Une vidéo devenue virale sur les réseaux sociaux, présente l'ancien ministre congolais,  Alain Akouala aidant des enfants dont la maman est enceinte, visiblement en retard pour leur activité et complètement désemparés, à tracter leur "pousse-pousse" bien chargé. Cette attitude serviable d'un ancien ministre qui n'hésite pas à se mettre au niveau de ses semblables, sans barrières ni préjugés pour assister ou aider, bouscule bien de codes et relève la nature même de cet homme qui conduit sa vie avec une réelle philosophie du don de soi.

Une dame à qui une amie a montré la vidéo où apparait le ministre Alain Akouala tractant un "pousse-pousse", n'a pas manqué de se dire si elle ne rêvait pas. Et de demander à son amie: "mais ce n'est pas le monsieur qui était ministre? "Non, je rêve. Il est trop simple".
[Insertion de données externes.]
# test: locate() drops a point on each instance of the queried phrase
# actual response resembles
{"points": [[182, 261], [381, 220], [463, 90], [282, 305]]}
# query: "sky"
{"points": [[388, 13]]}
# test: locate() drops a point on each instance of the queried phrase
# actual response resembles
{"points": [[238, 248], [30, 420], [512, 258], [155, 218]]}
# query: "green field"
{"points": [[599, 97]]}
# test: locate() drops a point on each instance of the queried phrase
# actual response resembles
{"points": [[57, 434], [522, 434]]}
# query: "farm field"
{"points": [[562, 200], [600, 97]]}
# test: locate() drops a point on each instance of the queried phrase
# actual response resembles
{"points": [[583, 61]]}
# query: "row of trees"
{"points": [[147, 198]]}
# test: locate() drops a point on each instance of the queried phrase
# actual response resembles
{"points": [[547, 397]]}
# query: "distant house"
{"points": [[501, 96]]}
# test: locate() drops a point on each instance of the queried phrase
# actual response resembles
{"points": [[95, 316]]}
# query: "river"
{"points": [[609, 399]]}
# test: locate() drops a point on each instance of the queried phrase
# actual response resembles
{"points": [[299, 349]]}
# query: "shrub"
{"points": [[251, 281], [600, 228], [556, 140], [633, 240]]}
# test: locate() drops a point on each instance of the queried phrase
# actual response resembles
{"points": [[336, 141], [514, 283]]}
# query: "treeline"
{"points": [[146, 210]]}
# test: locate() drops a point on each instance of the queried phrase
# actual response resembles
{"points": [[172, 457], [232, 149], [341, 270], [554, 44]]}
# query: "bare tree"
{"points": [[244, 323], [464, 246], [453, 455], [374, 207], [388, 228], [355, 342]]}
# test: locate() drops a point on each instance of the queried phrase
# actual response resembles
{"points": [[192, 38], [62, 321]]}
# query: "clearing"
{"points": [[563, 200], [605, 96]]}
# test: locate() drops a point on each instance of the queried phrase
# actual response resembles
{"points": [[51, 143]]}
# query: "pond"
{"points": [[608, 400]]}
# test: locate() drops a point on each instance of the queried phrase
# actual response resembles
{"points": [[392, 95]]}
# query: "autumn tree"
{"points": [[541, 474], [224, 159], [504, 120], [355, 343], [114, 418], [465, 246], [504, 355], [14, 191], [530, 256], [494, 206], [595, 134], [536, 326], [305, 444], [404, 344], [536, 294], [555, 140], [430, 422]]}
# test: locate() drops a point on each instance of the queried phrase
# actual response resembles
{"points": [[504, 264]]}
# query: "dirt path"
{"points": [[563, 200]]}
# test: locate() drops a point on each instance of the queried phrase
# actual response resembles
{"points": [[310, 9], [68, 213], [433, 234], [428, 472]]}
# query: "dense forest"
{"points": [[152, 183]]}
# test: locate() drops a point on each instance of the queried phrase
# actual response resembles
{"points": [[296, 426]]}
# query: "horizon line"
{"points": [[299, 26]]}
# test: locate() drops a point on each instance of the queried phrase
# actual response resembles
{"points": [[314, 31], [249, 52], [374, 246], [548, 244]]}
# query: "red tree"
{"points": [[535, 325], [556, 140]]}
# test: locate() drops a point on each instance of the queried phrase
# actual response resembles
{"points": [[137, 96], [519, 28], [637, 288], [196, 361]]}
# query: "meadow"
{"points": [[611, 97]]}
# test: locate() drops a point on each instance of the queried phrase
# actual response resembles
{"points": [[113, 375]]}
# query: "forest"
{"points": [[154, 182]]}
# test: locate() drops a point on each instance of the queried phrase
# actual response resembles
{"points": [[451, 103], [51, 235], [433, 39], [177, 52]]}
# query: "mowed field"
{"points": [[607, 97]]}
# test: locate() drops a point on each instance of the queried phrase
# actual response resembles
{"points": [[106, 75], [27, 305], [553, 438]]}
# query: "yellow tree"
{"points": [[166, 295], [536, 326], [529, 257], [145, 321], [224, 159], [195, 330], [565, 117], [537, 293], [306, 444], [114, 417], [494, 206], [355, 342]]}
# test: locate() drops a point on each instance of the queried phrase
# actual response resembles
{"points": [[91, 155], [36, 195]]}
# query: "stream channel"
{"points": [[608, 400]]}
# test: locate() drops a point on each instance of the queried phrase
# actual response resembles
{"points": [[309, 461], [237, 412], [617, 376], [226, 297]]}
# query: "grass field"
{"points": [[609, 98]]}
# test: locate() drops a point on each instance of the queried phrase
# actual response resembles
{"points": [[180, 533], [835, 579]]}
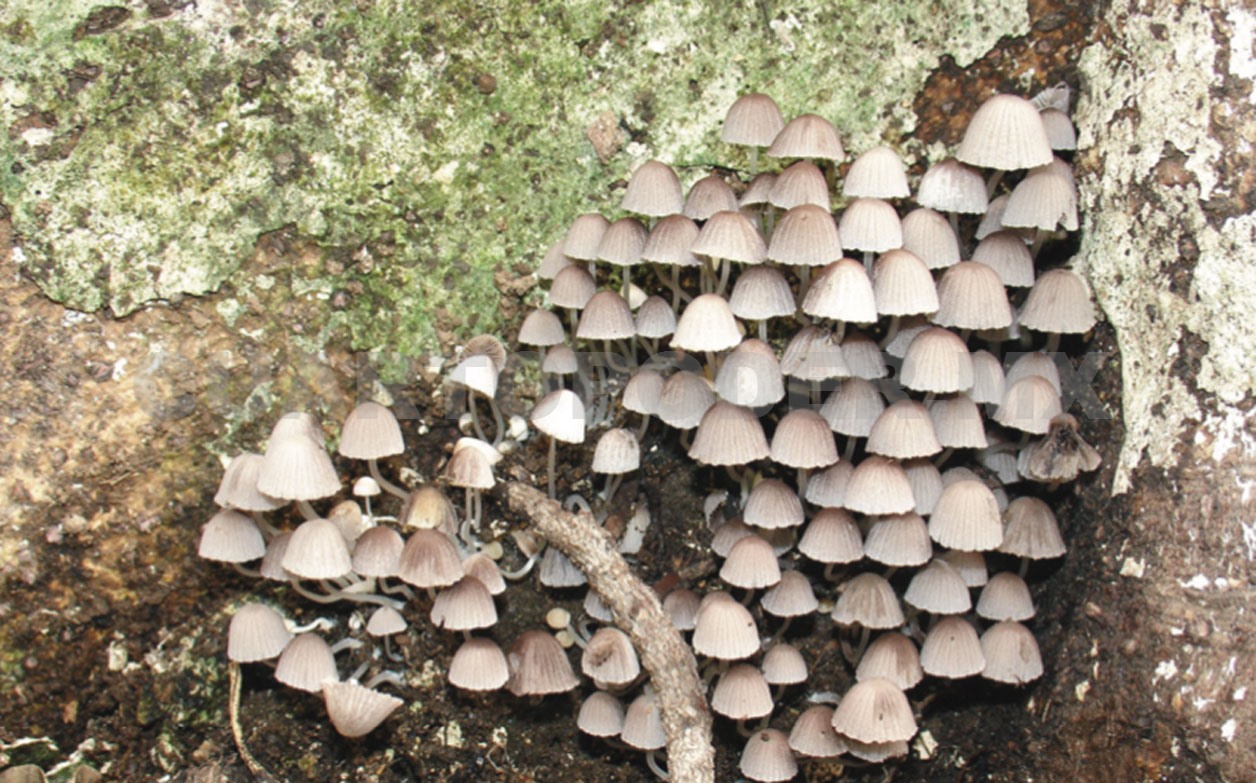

Cette simplicité, traduit sa bienveillance, cette capacité qui en Alain Akouala, montre une réelle volonté, tant par ses paroles, que ses actions, à contribuer au bonheur des autres. Il y met tellement de respect que cela interpelle ses senblabes qui trouvent en lui quelque chose de particulier. Une philosophie de vie qui en lui, implique un effort constant de se subblimer, pour mettre le meilleur de lui-même au service d'autrui ou d'une noble cause, même s'il banalise tout apport participatif et trouve bien normal d'aider ou de rendre service.

Autant il est disponible pour partager une expérience dont il est l'objet de sollicitation, autant Alain Akouala, en qui certaines épreuves et adversités se sont transformées en expérience, n'hésite pas à apporter en toute modestie sa contribution pour tel ou tel autre sujet, sans qu'il n'en demande quelque dividende que ce soit.

La bienveillance d'Alain Akoula peut bien s'apparenter à un idéal de vie. Ceux qui l'ont connu ministre, ont retrouvé en lui la même personne, avant son entrée au gouvernement et après qu'il ait quitté le gouvernement. Tout ministre qu'il était, il avait continué à être le "mwana" pour les papas et mamans qui l'ont vu grandir. Le "léki" pour ses aînés, le "yaya" pour les plus jeunes et "vié" pour ceux de sa promotion. Le dicton ne dit-il pas, "quand tu montes, souviens-toi de ceux que tu rencontres, car tu les croiseras en descendant".

Enfant de Poto-poto, Alain Akouala Atipault s'en révendique et il en porte la marque, celle de ce quartier cosmopolite où la relation avec le voisinage est si resserée que l'on hésite pas à nommer son voisin par "quartier", comme pour montrer que cet espace de vie commune a créé des liens de fraternité qui se sont transformés en liens familiaux. Cette famille dont les parents apportent assistance aux autres, où les enfants se rendent disponibles et serviables.

De quoi conclure avec la dame que nous évoquions, "ministre à kumba poussou. Ya solo, kita bongo ndzambé a tombola yo". Autrement dit, "qu'un ministre ose tracter un pousse-pousse, il est vrai qu'il faut vous rabaisser pour que Dieu vous élève".